The new plans could see 325-metre-high turbines – the same height as the Eiffel Tower and taller than the highest peak of the South Downs — installed and a new 11-acre sub station built in Bolney. Photo: Steve Robards

Gerry Easter, from Elmer, said it was a ‘lively meeting’ because of the ‘outrage felt about Rampion’s stealth consultation’. He added: “I feel pretty fed up about the shoddy way we have been treated by the developers and the low key, virtually invisible public consultation.”

Gary Thompson, who lives near Bognor Regis, said the consultation process felt ‘under the radar and rushed’.

“Rampion said they had planned to write to everyone within 100 metres of the coast,” he said. “That seems to be ridiculous as it going to affect everybody in this particular region.

“I live 200 metres from the coast, a bit further over in Bognor. Why wouldn’t I be told and consulted? It just seems heartbreaking.”

The team behind the proposals, German energy group RWE, is urging people to have their say.

Chris Tomlinson, development and stakeholder manager, said: “We have held public forums, meetings with dozens of local parish councils, MPs, interest groups and specialists, including environmental groups, archaeologists, sea users, business and tourism operators, public rights of way and many more, to try and identify all the issues that should be considered in our designs.

“We have also held outdoor events talking with people in coastal towns and villages in East and West Sussex and have received a huge amount of feedback from people who understand the importance of creating clean, renewable energy in the face of climate change, as well as a lot of important information that will help shape the project to mitigate its impact on local communities.”

Should Rampion 2 achieve consent, construction could start around 2025/26 with the wind farm fully operational before the end of the decade.

Visit Rampion2.com to see the proposals.

Will the wind farm deter or attract tourists?

Meanwhile, claims that the new wind farm would deter tourists have been questioned by council leaders.

At the public meeting in Littlehampton last Tuesday, campaigners claimed that 2,800 jobs will be lost in West Sussex, including 1,000 in the Arun district, due to the impact Rampion 2 would have on tourism.

Shaun Gunner, the Conservative leader of Arun District Council, attended the event at The Manor House.

In a post on Twitter, he wrote: “Can anyone provide evidence on the impact on, e.g, Brighton? Not sure they are struggling for tourists.”

The leader of Worthing Borough Council, Daniel Humphreys, said there was ‘no evidence’ that Rampion 1 had an affect on tourism.

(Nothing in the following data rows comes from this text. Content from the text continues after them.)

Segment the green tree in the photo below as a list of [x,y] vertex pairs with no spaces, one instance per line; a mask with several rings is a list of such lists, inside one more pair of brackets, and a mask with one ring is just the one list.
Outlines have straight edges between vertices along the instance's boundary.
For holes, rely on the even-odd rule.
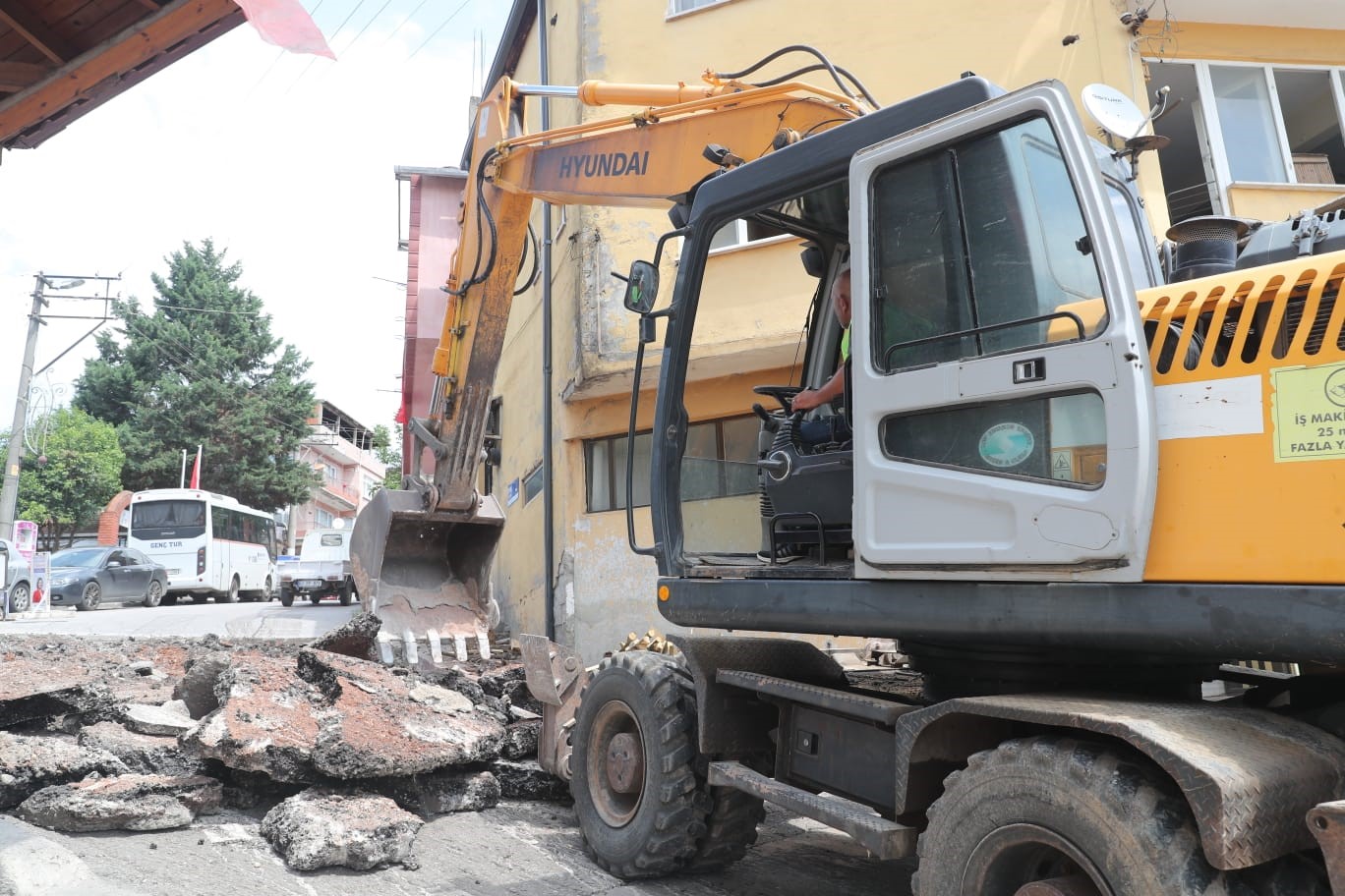
[[[379,423],[374,427],[374,455],[383,465],[383,484],[379,488],[402,488],[402,424],[397,424],[397,434]],[[377,492],[378,489],[373,489]]]
[[[30,433],[46,433],[46,439],[42,454],[28,454],[19,472],[19,519],[39,525],[43,549],[70,547],[75,532],[97,523],[121,490],[126,455],[110,423],[78,408],[52,411],[35,420]],[[8,434],[0,435],[0,454],[8,442]]]
[[164,259],[168,275],[153,277],[151,309],[116,302],[122,333],[100,336],[74,403],[116,424],[128,489],[175,488],[183,449],[202,445],[202,488],[270,510],[308,500],[317,482],[296,459],[313,384],[225,254],[208,239],[183,243]]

Deputy leader Kevin Jenkins echoed that claim. He wrote: “No evidence of negativity, it could provide an opportunity for Littlehampton harbour businesses. Sounds like a lot of ‘hot air’ about nothing.”

Readers share their views

Residents from across West Sussex have been having their say on the new wind farm proposals.

Some have echoed concerns from campaigners that Rampion 2 would ‘deter tourists’, whilst others argued the opposite.

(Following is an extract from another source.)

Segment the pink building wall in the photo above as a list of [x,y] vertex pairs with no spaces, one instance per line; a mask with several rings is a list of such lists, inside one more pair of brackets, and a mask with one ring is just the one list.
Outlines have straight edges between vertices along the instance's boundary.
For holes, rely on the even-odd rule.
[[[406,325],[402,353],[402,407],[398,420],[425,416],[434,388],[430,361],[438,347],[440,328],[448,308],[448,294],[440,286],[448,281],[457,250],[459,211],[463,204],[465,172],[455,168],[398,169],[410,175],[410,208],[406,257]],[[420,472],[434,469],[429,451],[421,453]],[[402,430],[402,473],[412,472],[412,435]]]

Jasmin Barnicoat wrote on Twitter: “If anything it has given something extra to the area with people wanting to go on the wind farm tour boats. I’ve never heard of someone not visiting the area because of the wind farm?!”

Commenting on Facebook, Helen Redfern said the turbines are ‘great’, adding: “They’re the future!

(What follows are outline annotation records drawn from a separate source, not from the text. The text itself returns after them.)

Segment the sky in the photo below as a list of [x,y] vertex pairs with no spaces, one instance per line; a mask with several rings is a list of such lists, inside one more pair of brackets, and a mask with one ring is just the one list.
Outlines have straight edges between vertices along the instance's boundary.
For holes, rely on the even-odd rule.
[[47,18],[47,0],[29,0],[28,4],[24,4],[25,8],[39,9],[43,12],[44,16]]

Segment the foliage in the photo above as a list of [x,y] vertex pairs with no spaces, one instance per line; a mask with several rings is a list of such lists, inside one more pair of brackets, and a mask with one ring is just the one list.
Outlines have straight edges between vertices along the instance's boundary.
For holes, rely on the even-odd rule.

“They have them all over the hills in Cornwall and it doesn’t stop tourists.”

Suzanne James wrote: “They look fabulous and seeing something positive on the horizon line should give us hope.”

Simon Redhead agreed. He said: “We are in a climate crisis. We need to lose fossil fuel power stations within four years! These provide clean energy. I love them, they don’t ruin the view.”

Emma Cameron argued that ‘we should be celebrating’ these plans, adding: “We desperately need more clean energy to help bring down carbon emissions, otherwise we’re heading for even worse climate chaos.”

Carolyn Harrison, on the contrary, said the turbines are ‘an eyesore already’ and it ‘ruins the beauty of the sea and horizon view’.

Janice Betson shared the view that the turbines are ‘eyesores’, whilst also being ‘lethal for birds’.